Can I ask your source for this?

And while I agree that the US did its part to make the Cold War happen (the USSR was hardly the only revolutionary republic interested in spreading the ideas it was founded on) Stalin was also working on the basis of some extremely unrealistic expectations (his theory, as "confirmed" by WW1 and WW2 was that the Capitalist world was in the process of destroying itself in a series of world wars, and that he needed to prepare for the "inevitable" US-UK great war), also I am not sure we can blame Truman for all of the American moves towards the Cold War. I have a hard time seeing Congress ever passing the laws needed to make Stalin or his successors feel they didn't need their own nuclear stockpile (I don't blame the Soviets for finding US behavior after WW2 threatening, but on the other hand, had I been in Congress in the late 40s and early 50s, I sure wouldn't have trusted Stalin very much), not to mention there was a very strong anti-Communist thread in US politics, there's going to be a backlash against the New Deal and the US is gonna find out about the spies the Soviets have eventually.

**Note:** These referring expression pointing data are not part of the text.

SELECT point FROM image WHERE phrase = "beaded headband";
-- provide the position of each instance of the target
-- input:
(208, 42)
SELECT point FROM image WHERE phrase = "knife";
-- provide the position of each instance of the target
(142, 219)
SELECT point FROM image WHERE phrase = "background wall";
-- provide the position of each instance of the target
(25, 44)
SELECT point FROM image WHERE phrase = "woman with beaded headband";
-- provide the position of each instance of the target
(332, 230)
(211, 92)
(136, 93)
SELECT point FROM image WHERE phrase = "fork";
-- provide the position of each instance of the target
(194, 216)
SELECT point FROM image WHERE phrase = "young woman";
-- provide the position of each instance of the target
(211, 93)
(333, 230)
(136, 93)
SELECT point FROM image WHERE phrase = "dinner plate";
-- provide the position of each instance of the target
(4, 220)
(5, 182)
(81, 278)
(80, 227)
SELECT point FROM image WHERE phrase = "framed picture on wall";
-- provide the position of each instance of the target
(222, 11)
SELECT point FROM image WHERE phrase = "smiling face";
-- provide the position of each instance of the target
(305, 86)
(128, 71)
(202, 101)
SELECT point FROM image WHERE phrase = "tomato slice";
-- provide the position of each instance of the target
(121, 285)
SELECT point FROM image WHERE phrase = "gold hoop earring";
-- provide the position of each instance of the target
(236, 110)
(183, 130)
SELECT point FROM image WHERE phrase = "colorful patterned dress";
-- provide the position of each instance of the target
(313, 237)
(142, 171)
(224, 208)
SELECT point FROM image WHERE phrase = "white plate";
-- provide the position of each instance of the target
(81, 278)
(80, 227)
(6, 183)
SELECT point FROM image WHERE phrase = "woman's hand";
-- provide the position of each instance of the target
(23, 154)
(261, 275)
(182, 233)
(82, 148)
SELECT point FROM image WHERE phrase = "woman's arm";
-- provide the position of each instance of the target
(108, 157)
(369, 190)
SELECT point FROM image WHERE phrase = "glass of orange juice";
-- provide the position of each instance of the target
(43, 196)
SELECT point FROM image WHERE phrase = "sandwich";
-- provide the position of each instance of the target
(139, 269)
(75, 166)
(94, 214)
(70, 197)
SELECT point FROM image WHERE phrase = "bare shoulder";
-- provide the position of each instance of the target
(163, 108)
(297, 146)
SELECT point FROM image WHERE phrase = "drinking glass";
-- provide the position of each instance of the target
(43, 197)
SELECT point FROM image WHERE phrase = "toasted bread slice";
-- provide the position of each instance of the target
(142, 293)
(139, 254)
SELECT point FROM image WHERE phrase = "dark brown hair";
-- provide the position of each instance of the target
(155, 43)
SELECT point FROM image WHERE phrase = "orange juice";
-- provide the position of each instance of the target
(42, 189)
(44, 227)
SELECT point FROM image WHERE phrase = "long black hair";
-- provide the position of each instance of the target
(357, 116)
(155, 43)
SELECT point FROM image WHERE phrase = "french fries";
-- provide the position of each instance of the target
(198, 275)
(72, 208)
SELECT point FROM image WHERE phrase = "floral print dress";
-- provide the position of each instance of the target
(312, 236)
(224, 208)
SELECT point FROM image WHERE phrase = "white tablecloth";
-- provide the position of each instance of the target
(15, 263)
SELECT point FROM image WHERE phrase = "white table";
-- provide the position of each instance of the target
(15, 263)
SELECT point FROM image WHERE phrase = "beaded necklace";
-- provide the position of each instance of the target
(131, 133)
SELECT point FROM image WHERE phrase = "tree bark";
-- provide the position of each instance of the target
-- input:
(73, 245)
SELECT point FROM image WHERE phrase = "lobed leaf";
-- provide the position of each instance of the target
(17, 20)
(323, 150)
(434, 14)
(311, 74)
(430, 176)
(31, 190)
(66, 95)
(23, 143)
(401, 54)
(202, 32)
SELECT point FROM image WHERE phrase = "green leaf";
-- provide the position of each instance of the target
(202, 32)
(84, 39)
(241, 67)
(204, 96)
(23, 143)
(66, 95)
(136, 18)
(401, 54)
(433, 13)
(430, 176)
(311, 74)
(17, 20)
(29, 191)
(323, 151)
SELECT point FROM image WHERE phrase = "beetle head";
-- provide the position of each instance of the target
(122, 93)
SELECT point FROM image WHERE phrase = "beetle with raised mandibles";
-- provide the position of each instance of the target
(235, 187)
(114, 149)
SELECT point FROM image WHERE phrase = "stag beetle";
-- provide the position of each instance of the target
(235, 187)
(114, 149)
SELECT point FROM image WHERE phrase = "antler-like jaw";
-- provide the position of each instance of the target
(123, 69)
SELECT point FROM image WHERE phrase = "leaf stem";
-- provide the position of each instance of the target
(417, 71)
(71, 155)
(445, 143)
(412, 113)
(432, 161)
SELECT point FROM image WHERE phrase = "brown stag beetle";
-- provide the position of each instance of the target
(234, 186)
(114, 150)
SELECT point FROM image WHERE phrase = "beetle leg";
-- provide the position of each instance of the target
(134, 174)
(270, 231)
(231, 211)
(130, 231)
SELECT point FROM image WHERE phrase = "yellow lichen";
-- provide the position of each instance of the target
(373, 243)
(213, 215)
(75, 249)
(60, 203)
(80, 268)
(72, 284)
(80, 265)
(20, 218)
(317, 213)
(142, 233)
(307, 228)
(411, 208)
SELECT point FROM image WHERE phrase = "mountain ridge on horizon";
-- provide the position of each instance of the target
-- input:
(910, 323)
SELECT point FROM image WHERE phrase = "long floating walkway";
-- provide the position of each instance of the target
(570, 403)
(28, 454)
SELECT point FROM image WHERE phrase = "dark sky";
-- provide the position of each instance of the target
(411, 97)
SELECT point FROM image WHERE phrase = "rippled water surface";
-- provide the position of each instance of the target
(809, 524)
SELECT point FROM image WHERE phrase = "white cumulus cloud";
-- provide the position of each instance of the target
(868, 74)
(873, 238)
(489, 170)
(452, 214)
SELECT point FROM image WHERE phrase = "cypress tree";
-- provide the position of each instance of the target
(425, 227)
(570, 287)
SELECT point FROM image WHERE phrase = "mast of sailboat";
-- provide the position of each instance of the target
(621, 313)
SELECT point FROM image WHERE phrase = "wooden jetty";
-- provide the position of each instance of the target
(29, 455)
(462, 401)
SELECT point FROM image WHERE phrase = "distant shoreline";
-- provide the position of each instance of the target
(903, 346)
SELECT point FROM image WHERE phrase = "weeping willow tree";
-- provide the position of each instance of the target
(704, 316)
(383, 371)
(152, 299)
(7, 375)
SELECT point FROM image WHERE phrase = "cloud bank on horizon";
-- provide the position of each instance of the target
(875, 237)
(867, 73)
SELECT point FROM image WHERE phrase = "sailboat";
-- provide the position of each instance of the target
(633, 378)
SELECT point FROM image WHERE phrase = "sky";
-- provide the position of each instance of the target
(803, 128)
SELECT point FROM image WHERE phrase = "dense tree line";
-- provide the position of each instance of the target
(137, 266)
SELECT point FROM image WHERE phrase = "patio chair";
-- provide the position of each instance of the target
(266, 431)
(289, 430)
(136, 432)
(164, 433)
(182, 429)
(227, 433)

A Wallace presidency might slow or soften the slide to Cold War (leading to a later onset or to a more low-key rivalry), but I suspect he'd still be the US president to be seen as "starting" the Cold War. After all, in OTL he did follow a normal arc in his thoughts on the Soviet Union (positive during the war years, and increasingly negative as things went on, like many other US politicians, especially those politicians who needed to help make the wartime alliance work), the Wallace we see so often in AH who sells out to be Stalin's boot-licker was entirely a construction by his political enemies. Wallace himself would not be as keen to spend political capital to help Stalin and any realistic political coalition that could support his presidency would develop a lengthening list of issues with the Soviets as the world recovered from war.

fasquardon

It's worth noting that by 1950 Wallace repudiated many of his earlier views and supported the Korean War.